Boy (15) who met royals among winners at Traveller Pride awards

Seven awards honour Travellers’ contributions to community and to Ireland

Ian McDonagh at Traveller Pride awards. Photograph: Tommy Clancy

Ian McDonagh at Traveller Pride awards. Photograph: Tommy Clancy


A 15-year-old student from Galway, who was the first Traveller to participate in or win at the BT Young Scientist’s competition, was among seven people to be honoured at the Traveller Pride Awards on Thursday.

Ian McDonagh was honoured for his achievements in education. He said he hoped to be a role model for his younger sister and for other young Travellers.

“Only 1 per cent of us go on to third-level education; I think there’s more, but they are hiding their identity,” he said. He intends to study law and politics before applying to join An Garda Síochána.

“There’s nurses, doctors, barristers and solicitors in the Travelling community.” He attributed his determination to his parents, who value education and said it was a key to opening doors.

“The way I look at education is, there is no point in going to war without weapons,” he said. He will begin his Junior Cert exams at Merlin College next week.

Having had success in 2016, with his project “A Scientific Investigation of the Cures and Folkways of the Irish Traveller Community”, he has already begun preparations for next year’s Young Scientist’s competition, which will be his third time to enter. The new project looks at the use of a wristband to detect the onset of an epileptic seizures.

His efforts have not been confined to education. He has also campaigned for speed ramps in his local area and against illegal dumping. He attended Áras an Uachtaráin in May and met Prince Charles and Camilla, Duchess of Cornwall.

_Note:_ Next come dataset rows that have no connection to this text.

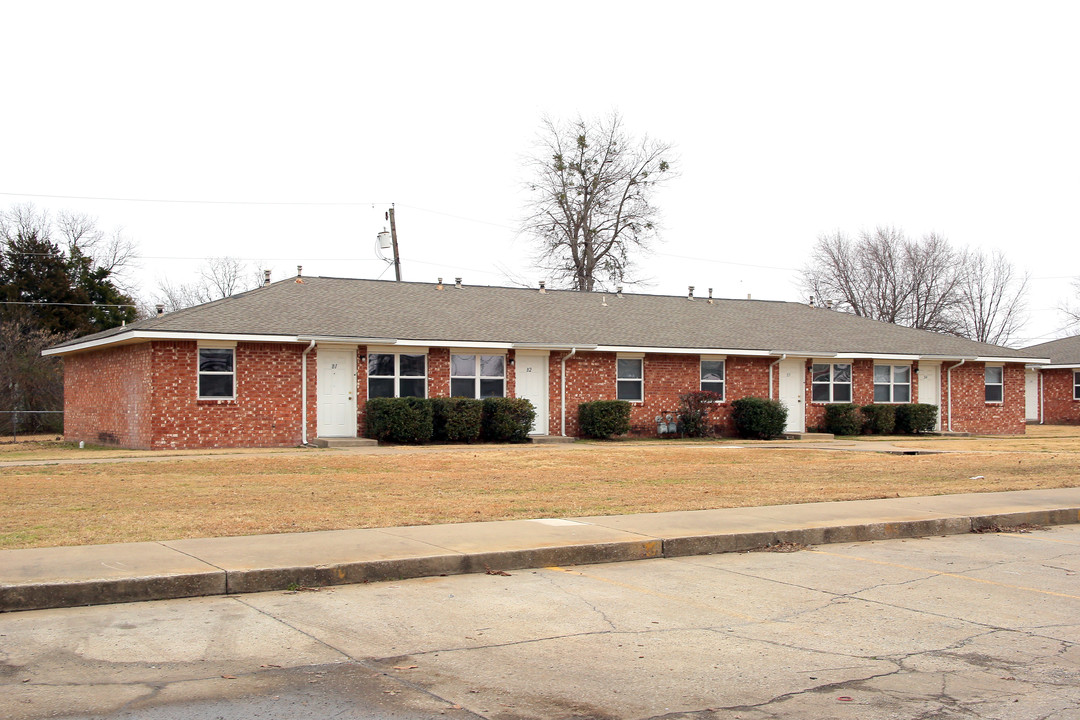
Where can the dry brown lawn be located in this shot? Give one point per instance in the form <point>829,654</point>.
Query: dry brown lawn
<point>315,490</point>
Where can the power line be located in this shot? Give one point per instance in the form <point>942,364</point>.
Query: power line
<point>190,202</point>
<point>71,304</point>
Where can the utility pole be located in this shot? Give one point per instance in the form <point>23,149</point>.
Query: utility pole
<point>393,235</point>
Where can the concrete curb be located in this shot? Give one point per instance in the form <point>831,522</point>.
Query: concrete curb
<point>36,580</point>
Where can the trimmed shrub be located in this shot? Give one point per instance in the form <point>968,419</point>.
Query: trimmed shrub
<point>602,419</point>
<point>757,418</point>
<point>507,419</point>
<point>842,419</point>
<point>916,418</point>
<point>879,419</point>
<point>693,412</point>
<point>404,420</point>
<point>457,419</point>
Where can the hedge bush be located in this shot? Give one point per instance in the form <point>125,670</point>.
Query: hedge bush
<point>758,419</point>
<point>879,419</point>
<point>507,419</point>
<point>693,412</point>
<point>602,419</point>
<point>916,418</point>
<point>406,420</point>
<point>457,419</point>
<point>842,419</point>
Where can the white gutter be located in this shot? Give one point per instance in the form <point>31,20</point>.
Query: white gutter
<point>304,393</point>
<point>948,375</point>
<point>782,357</point>
<point>562,391</point>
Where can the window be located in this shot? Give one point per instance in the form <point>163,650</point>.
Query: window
<point>995,383</point>
<point>831,382</point>
<point>217,375</point>
<point>477,376</point>
<point>892,383</point>
<point>396,375</point>
<point>630,381</point>
<point>712,377</point>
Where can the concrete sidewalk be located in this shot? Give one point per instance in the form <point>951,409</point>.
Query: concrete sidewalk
<point>96,574</point>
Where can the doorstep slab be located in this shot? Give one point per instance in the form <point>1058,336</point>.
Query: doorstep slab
<point>95,574</point>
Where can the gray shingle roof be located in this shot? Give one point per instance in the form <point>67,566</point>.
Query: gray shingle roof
<point>333,307</point>
<point>1065,351</point>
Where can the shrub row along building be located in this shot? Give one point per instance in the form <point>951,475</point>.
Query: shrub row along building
<point>297,360</point>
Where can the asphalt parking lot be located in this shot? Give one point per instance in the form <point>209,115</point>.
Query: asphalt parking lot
<point>960,626</point>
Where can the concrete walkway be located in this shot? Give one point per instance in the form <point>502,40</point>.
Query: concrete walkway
<point>96,574</point>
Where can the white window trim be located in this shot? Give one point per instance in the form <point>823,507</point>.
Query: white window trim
<point>476,377</point>
<point>640,381</point>
<point>999,384</point>
<point>724,382</point>
<point>215,345</point>
<point>832,381</point>
<point>892,384</point>
<point>397,369</point>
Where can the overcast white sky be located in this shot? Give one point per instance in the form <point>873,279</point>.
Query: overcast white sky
<point>791,120</point>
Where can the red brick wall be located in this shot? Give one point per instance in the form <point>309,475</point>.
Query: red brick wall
<point>1057,404</point>
<point>265,413</point>
<point>971,412</point>
<point>592,377</point>
<point>107,396</point>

“You’d never think they were royals at all,” he said. “I talked about horses with Camilla, because she is interested in Polo, and Prince Charles was interested in the cures.”

Other winners

The Traveller Pride awards celebrate the achievements and contributions Travellers make to their own community and to Irish society.

In sport, the prize went to Patrick Mongan from Galway, who will represent Ireland in the European boxing Championships.

The enterprise award went to Michael Power from Athlone, the first Traveller editor of an Irish magazine, the Travellers’ Voice.

Lucht Siúil Óga, a group of 10 youth leaders based in Dundalk, won the youth category for setting up a weekly youth club for Travellers.

Hughie Maughan from Ballymun, Dublin, won in arts and culture. He is well-known for his appearances on reality television programmes Dancing with the Stars and Big Brother.

The community award went to Thomas Maughan from Cavan, for his men’s shed project providing a social group for men. For music the award went to Lizzy Connors from Carlow, the first Traveller to sing at Carnegie Hall in New York.

This year’s event was held in the Rotunda’s Pillar Room and hosted by Brenda Donohue. Guests included Minister of State for Equality David Stanton, world champion boxer Andy Lee, singer Eleanor McEvoy, entrepreneur Gavin Duffy, activist Panti Bliss and broadcaster Jonathan McCrea.